Any woman striving for a healthy pregnancy will consider exercise as part of her daily regiment. But if she’s not already an athlete, or was not already engaged in an exercise program, figuring out where to begin can be a challenge. Exercising while pregnant can seem like a challenge at first, but once the benefits become noticeable, it can become easier to continue.
Reasons to Exercise During Pregnancy
In addition to helping to maintain a healthy pregnancy weight, exercising during pregnancy can help a pregnant woman feel better physically and emotionally. Exercise can give a woman back some feeling of control over her body at a time when it seems that it’s no longer hers. Additionally, the endorphins produced by movement can help to elevate the mood, while eliminating stress and anxiety.
Joints, which become loosened by the hormone relaxin, may benefit from regular exercise, particularly if the mom-to-be is experiencing hip or joint pain. Toning muscle groups can also help to take the strain off the lower back and other areas as the center of gravity begins to shift.
A strong body, and good circulation can greatly aid labor, particularly in the case of a long labor, while a fit body will return to its pre-pregnant state at a faster rate.
Safe Pregnancy Exercises
Every woman’s fitness level can be different, therefore every woman’s safe pregnancy exercise routine may be different.
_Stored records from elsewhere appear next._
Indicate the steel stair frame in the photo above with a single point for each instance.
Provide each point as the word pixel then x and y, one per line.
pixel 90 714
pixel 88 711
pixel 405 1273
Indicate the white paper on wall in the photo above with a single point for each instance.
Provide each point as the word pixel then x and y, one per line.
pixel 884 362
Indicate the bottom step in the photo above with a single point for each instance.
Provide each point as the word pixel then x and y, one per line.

Women that were runners before becoming pregnant can often continue their running while pregnant, with only some modifications to their basic routine. Women who were not active before becoming pregnant, can still begin an exercise routine safely.
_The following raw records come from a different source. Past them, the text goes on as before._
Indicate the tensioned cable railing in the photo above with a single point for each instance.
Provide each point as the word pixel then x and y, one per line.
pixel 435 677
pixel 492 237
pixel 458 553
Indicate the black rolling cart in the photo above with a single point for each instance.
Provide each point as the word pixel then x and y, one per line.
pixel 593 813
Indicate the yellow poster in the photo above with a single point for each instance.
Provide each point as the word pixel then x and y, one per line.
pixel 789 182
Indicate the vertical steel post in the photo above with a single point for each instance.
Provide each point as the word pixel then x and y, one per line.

Swimming is an excellent exercise for pregnant women, as it is both aerobic and non-weight bearing, which can help take the strain off joints and the back. Prenatal yoga, or yoga for pregnant women is offered at many hospitals and yoga studios, and can help gently stretch and strengthen core muscle groups that take a great deal of strain during pregnancy.
Walking can be an exercise program started by anyone no matter what their fitness level. Begin slowly, with five minutes of warm up and five minutes of cool down time for each walk, and add time gradually each week. The speed and length of time can be easily modified, making walking a great exercise at any time in pregnancy.
Light weight lifting is normally safe during pregnancy, but be careful not to lift more than 40lbs, and not to lay flat on the back after the first trimester of pregnancy. Avoid doing any weight lifting exercises which engage the abdominal muscles, as this can lead to problems as the muscles begin to stretch out.
Always be sure to speak to a doctor before beginning any exercise program while pregnant. While exercise may help with some pregnancy problems, such as high blood pressure or gestational diabetes, these problems may lead a doctor to curtail some exercises, so always defer to their judgment.
Staying healthy during pregnancy can go a long way toward making a safer birth, and easier recovery. Try incorporating some just 2-1/2 hours of exercise a week into the pregnancy routine, and reap the benefits for months to come.